Hi guys,
I'm testing presto in a 10 node cluster.
When I try to run simple select query (select * from log where user_id = ... ) against a relatively large data set ( > 200 GB RCFILE ),
the query usually faileda as 'No nodes available to run query' after 2 or 3 minutes.
Here's a sample of errors in coordinator's server.log:
2013-11-13T00:01:25.041+0900 ERROR Stage-20131112_145914_00181_pzfe3.1-21869 com.facebook.presto.execution.SqlStageExecution Error while starting stage 20131112_145914_00181_pzfe3.1
java.lang.IllegalStateException: No nodes available to run query
at com.google.common.base.Preconditions.checkState(Preconditions.java:150) ~[guava-15.0.jar:na]
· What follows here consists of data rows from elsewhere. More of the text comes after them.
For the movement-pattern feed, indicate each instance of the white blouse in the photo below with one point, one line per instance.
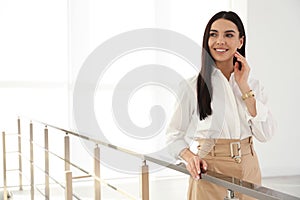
(230, 118)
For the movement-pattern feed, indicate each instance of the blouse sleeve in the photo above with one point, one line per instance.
(181, 120)
(263, 124)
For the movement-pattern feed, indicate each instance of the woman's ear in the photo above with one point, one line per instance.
(241, 42)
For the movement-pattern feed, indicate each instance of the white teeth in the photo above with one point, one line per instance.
(221, 50)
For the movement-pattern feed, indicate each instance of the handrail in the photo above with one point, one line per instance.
(231, 183)
(238, 185)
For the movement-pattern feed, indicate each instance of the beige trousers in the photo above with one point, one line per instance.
(247, 169)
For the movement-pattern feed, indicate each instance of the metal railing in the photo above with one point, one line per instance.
(231, 183)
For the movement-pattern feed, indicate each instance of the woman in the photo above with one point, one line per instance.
(222, 109)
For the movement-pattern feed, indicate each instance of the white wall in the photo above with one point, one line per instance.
(273, 54)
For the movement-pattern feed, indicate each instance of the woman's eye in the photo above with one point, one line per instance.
(229, 35)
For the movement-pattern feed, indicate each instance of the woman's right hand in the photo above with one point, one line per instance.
(195, 165)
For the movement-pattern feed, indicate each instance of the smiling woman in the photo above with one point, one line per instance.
(225, 115)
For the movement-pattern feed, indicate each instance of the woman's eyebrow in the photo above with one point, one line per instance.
(227, 31)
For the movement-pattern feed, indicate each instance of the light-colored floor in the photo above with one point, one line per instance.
(161, 188)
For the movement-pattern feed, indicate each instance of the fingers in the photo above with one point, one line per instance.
(203, 166)
(195, 165)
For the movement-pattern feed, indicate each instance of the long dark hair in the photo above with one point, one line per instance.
(204, 86)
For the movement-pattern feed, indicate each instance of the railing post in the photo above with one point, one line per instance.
(230, 195)
(47, 191)
(20, 155)
(97, 173)
(31, 163)
(4, 167)
(68, 192)
(145, 181)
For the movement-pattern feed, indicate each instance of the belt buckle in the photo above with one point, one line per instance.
(237, 158)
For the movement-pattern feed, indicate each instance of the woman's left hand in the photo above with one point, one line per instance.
(241, 76)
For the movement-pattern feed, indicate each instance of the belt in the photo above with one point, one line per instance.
(226, 147)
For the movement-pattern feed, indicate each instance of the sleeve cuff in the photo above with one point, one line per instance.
(261, 113)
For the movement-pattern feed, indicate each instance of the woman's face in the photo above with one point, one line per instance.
(224, 40)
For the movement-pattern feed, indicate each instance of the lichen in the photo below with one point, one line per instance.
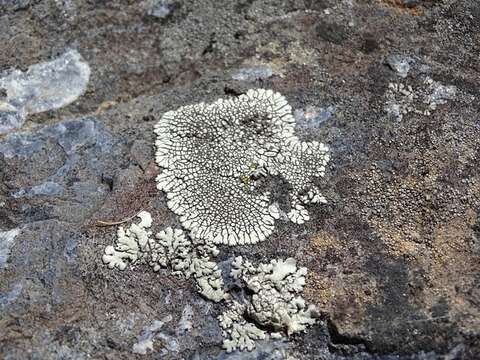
(207, 151)
(169, 248)
(130, 245)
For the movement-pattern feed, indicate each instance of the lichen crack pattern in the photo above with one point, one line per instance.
(212, 153)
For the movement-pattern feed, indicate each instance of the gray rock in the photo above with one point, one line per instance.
(6, 241)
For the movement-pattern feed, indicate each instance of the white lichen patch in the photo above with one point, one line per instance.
(169, 248)
(275, 303)
(211, 155)
(6, 241)
(404, 99)
(44, 86)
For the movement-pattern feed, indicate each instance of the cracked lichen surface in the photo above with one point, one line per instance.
(275, 303)
(212, 155)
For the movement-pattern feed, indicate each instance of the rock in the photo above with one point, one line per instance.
(259, 72)
(159, 8)
(6, 242)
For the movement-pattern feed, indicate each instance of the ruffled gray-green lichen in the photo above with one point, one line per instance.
(169, 248)
(275, 303)
(207, 151)
(211, 155)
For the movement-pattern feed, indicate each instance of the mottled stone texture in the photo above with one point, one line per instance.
(393, 258)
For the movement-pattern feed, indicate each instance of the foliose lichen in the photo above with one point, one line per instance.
(212, 156)
(169, 248)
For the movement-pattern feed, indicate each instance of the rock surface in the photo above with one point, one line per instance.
(393, 258)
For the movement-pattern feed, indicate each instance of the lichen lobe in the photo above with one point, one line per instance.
(212, 154)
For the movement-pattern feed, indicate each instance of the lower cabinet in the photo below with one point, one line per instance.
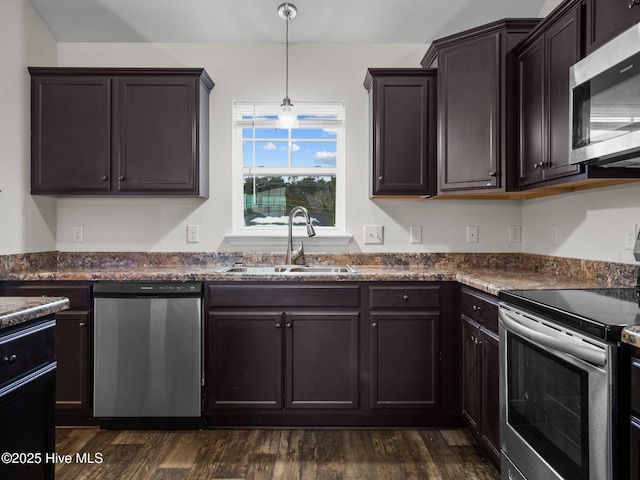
(306, 359)
(331, 354)
(480, 368)
(73, 342)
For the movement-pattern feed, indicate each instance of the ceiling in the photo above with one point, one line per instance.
(257, 21)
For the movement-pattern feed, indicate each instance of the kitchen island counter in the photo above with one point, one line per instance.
(17, 310)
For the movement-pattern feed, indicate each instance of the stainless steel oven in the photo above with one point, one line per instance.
(558, 400)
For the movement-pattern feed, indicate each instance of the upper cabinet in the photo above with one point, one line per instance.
(606, 19)
(119, 131)
(477, 107)
(403, 131)
(544, 59)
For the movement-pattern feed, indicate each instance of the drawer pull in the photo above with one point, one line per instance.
(11, 359)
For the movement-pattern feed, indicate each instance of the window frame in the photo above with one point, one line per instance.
(241, 108)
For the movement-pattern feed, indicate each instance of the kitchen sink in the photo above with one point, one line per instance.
(278, 269)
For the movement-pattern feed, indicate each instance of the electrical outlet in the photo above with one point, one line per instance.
(630, 237)
(77, 234)
(193, 234)
(515, 233)
(472, 233)
(415, 234)
(374, 234)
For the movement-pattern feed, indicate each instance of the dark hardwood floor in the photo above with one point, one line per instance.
(271, 454)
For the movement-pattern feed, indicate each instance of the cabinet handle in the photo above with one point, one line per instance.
(11, 360)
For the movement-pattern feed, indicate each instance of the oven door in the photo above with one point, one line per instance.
(556, 400)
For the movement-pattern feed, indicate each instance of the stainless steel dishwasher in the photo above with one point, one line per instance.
(147, 349)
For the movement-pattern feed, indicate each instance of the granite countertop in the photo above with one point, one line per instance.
(490, 280)
(16, 310)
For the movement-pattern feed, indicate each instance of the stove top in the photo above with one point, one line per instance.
(601, 312)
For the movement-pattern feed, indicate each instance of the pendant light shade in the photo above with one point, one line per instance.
(287, 117)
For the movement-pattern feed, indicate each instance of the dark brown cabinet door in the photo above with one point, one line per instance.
(469, 114)
(490, 381)
(531, 103)
(403, 110)
(120, 131)
(72, 357)
(321, 364)
(404, 360)
(155, 145)
(563, 50)
(73, 344)
(543, 70)
(470, 372)
(70, 138)
(244, 360)
(608, 18)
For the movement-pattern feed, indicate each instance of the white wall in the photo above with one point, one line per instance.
(26, 224)
(256, 72)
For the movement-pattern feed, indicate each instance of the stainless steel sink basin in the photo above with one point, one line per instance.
(279, 269)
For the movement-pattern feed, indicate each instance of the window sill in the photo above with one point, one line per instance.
(275, 239)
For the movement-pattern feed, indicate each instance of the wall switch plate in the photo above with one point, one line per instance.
(415, 234)
(630, 236)
(193, 234)
(373, 234)
(77, 234)
(472, 233)
(515, 233)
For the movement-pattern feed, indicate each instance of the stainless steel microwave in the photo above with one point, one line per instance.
(604, 105)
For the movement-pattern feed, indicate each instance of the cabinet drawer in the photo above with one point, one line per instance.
(26, 349)
(480, 308)
(283, 296)
(410, 297)
(79, 295)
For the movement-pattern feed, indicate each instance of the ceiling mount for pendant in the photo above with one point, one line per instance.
(287, 11)
(287, 117)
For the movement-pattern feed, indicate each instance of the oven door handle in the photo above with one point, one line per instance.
(588, 353)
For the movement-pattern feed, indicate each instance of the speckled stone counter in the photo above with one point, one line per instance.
(489, 272)
(16, 310)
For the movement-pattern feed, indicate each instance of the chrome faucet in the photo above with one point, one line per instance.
(292, 254)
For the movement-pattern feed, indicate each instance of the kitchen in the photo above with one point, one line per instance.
(590, 225)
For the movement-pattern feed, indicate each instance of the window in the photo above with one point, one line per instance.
(276, 168)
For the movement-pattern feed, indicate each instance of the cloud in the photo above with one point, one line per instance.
(325, 158)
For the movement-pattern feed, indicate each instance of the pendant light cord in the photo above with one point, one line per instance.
(286, 91)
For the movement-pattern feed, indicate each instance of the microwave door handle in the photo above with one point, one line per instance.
(589, 354)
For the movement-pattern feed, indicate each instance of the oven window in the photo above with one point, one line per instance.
(607, 106)
(547, 404)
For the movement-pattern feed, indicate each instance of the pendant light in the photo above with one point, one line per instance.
(286, 116)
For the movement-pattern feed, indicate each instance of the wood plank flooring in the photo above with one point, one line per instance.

at com.facebook.presto.execution.NodeScheduler$NodeSelector.selectNode(NodeScheduler.java:166) ~[presto-main-0.52.jar:0.52]
at com.facebook.presto.execution.SqlStageExecution.chooseNode(SqlStageExecution.java:531) [presto-main-0.52.jar:0.52]
at com.facebook.presto.execution.SqlStageExecution.startTasks(SqlStageExecution.java:467) [presto-main-0.52.jar:0.52]
at com.facebook.presto.execution.SqlStageExecution.access$300(SqlStageExecution.java:80) [presto-main-0.52.jar:0.52]
at com.facebook.presto.execution.SqlStageExecution$5.run(SqlStageExecution.java:435) [presto-main-0.52.jar:0.52]
at java.util.concurrent.Executors$RunnableAdapter.call(Executors.java:471) [na:1.7.0_45]
at java.util.concurrent.FutureTask.run(FutureTask.java:262) [na:1.7.0_45]
at java.util.concurrent.ThreadPoolExecutor.runWorker(ThreadPoolExecutor.java:1145) [na:1.7.0_45]
at java.util.concurrent.ThreadPoolExecutor$Worker.run(ThreadPoolExecutor.java:615) [na:1.7.0_45]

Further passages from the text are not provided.